Robert F. Kennedy was born on this date (November 20) in 1925.
His career in public service lasted less than 20 years, and included no significant legislative or policy accomplishments, but he was a compelling and complicated figure whose commitment to social justice remains relevant today.
Kennedy’s greatest strength as a political luminary was his willingness to evolve, to incorporate new information and new experiences into his positions, and to seek the best, most useful ideas from across the political spectrum. He would be derided as a flip-flopper today, and even in his day, his willingness to learn from experience set him apart.
He is remembered primarily for his opposition to the war in Vietnam. But the Bobby Kennedy that campaigned for the 1968 Democratic presidential nomination as a champion of civil rights and as an opponent of the war was far different from the Bobby Kennedy that served as an investigator for Red-baiting Senator Joseph McCarthy in 1953.
As John F. Kennedy’s campaign manager in 1952 and again in 1960, Robert Kennedy gained a reputation as overly ambitious and cold-hearted. “More rude than ruthless,” according to biographer Larry Tye. But ‘ruthless’ was the label that stuck.
But any description of Robert Kennedy can only be viewed as a snapshot in time. While he never lost his family-inspired win-at-all-costs competitiveness, his experience in government propelled him from ideology to idealism.
As a Senate subcommittee investigator, U.S. Attorney General, and U.S. Senator, Kennedy was exposed to the dark underside of the American Dream. He saw first-hand the corrupting influence of organized crime, the unconstrained evil of bigotry and racial discrimination, and the heart-breaking impact of poverty. He was confronted by the terrifying specter of nuclear war and endured a nearly unfathomable loss with the assassination of his brother.
These experiences transformed him, not just politically, but as a person. He became less rigid in his beliefs, more open to doubts. His allowed his innate empathy and compassion, which had been hidden by a hard shell, to emerge. He dampened his natural competitiveness with a calming strain of fatalism.
His evolution was fitful, and at times, uncertain, and his journey was interrupted by an assassin’s bullet, but his commitment to justice never wavered. His policy ideas defied easy description and taken together they met no liberal-conservative definition. He was pragmatic and idealistic at the same time. He eschewed conventional suggestions in his relentless search for solutions that would work. He never thought he had all the answers, he was always willing to consider new information, to learn and to grow.

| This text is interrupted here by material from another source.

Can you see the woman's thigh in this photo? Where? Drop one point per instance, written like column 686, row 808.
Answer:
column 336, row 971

His words continue to resonate.
“When you teach a man to hate and fear his brother, when you teach that he is a lesser man because of his color or his beliefs or the policies he pursues, when you teach that those who differ from you threaten your freedom or your job or your family, then you also learn to confront others not as fellow citizens but as enemies.”
“We must admit the vanity of our false distinctions among men and learn to find our own advancement in the search for the advancement of all. We must admit in ourselves that our own children’s future cannot be built on the misfortune of others. We must recognize that this short life can neither be ennobled nor enriched by hatred or revenge.”
(Remarks by Robert F. Kennedy, delivered at the Cleveland City Club, April 5,1968, on the day following the murder of Dr. Martin Luther King, Jr.)
For a detailed account of the career of Robert F. Kennnedy, see Bobby Kennedy: The Making of a Liberal Icon, by Larry Tye, Random House, New York, 2016.